Tommy Wright's side completed a famous 2-1 aggregate win over the Norwegian league leaders to send them spinning out at just the second qualifying round.

But Mannus believes the former Champions League quarter-finalists, whose wage bill is 18 times Wright's £1million budget, failed to show Saints enough respect after they stunned them with a 1-0 win in Trondheim.

Rosenborg striker Nicki Nielsen admitted he was surprised by how good the Scots were after the first leg, while boss Per Joar Hansen insisted his team were still the better equipped to progress.

Stevie May, however, ensured St Johnstone claimed a major scalp when his equaliser confirmed a 1-1 draw in the McDiarmid Park return.

And Mannus, whose side will now take on FC Minsk of Belarus in the third qualifying round, said: "Their budget is so much bigger than ours, but for a team that was supposed to be in the Champions League a few years ago I think they underestimated us.

"They were a bit arrogant with some of the things I heard that they had said. I don't read the papers but some of the boys in the changing room told me what had been said. Rosenborg thought it was going to be a case of turning up and winning.

"They thought they were so much better and I don't think they even came to watch us play.

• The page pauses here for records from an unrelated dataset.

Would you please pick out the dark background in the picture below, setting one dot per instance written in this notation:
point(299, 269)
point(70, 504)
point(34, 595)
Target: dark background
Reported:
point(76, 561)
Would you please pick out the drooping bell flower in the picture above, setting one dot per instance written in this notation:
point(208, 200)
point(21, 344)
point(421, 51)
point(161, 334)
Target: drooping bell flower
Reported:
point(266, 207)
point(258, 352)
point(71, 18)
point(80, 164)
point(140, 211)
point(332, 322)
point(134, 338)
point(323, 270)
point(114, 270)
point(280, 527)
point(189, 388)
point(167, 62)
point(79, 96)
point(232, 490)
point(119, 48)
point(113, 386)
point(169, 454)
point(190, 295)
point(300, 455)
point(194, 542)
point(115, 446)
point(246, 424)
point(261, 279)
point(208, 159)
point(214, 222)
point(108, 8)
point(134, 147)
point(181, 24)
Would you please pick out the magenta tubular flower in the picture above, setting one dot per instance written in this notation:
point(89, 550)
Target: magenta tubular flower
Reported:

"That shows a certain level of arrogance if that was the case and it has backfired on them."

May has spent the last year-and-a-half on loan with first Alloa and then Hamilton but has been recalled to Perth by new Saints boss Wright.

And his faith in the 20-year-old striker was repaid immediately with the crucial leveller that cancelled out Alexander Soderlund's fourth-minute strike for the visitors.

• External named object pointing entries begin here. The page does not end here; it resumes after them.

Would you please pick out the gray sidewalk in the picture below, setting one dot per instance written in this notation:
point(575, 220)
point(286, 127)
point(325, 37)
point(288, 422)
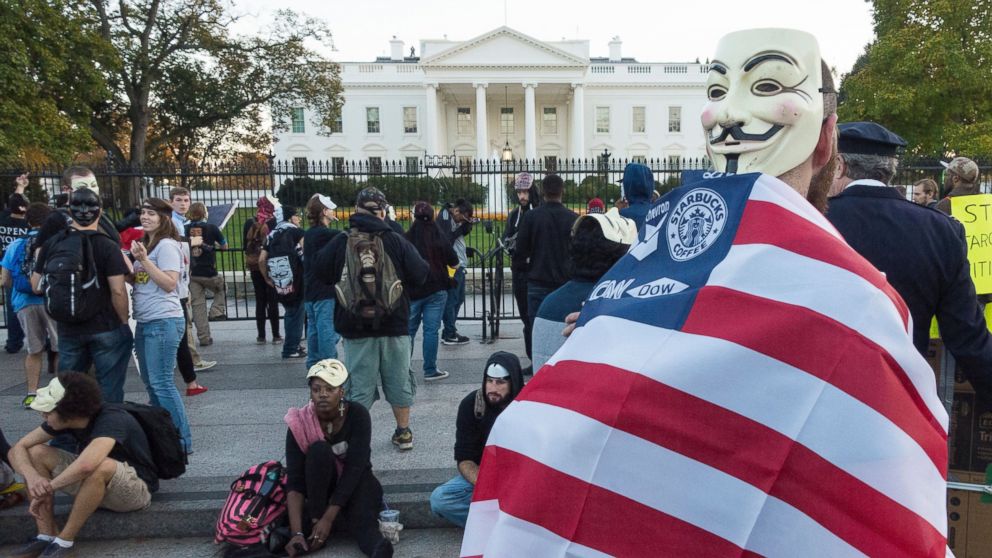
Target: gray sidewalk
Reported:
point(238, 423)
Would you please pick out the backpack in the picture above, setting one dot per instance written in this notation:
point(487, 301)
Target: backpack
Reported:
point(71, 286)
point(369, 288)
point(164, 441)
point(253, 243)
point(285, 266)
point(23, 258)
point(254, 507)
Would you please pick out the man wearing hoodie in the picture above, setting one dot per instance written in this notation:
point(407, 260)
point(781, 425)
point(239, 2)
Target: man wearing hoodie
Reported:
point(377, 350)
point(502, 380)
point(527, 199)
point(638, 187)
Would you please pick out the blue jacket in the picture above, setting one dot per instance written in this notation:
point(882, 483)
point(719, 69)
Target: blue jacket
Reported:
point(923, 255)
point(638, 186)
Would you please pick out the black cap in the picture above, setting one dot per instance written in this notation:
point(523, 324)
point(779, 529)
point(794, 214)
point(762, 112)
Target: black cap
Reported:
point(868, 138)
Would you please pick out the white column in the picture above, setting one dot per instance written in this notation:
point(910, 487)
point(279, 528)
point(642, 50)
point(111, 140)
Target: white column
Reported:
point(431, 131)
point(578, 121)
point(530, 122)
point(481, 123)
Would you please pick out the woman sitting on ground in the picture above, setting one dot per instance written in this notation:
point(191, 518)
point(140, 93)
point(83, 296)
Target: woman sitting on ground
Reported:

Mannus now expects to see big things from the Perth-born frontman.

He said: "I've seen him in training and he can strike the ball the way Cristiano Ronaldo does, so that it moves all over the place.

"He's not the type of guy to get fazed by big games and he showed that against Rosenborg and the way he took his goal.

"It was a very calm finish after nicking in between the goalkeeper and defender."

St Johnstone, whose opening league fixtures with Hearts and Kilmarnock have both been pushed back by 24 hours to accommodate their next Europa League tie, survived a late bombardment to see off their opponents.

Mannus was required to make two crucial blocks in the final 20 minutes to add to a string of saves in Trondheim.

But the keeper admitted a broken scoreboard left him fretting in the closing stages.

"There's no time up on the board so you have no idea how long is left," he explained.

"At one point I thought to myself, 'We must be in the last 10 minutes now'.

"When the referee came over I had a look at his watch and it said there was another 20 minutes to go.

"That wasn't what I wanted to see and it seemed to be a really long second half.

"But we defended brilliantly, especially in those closing minutes and we deserved to go through."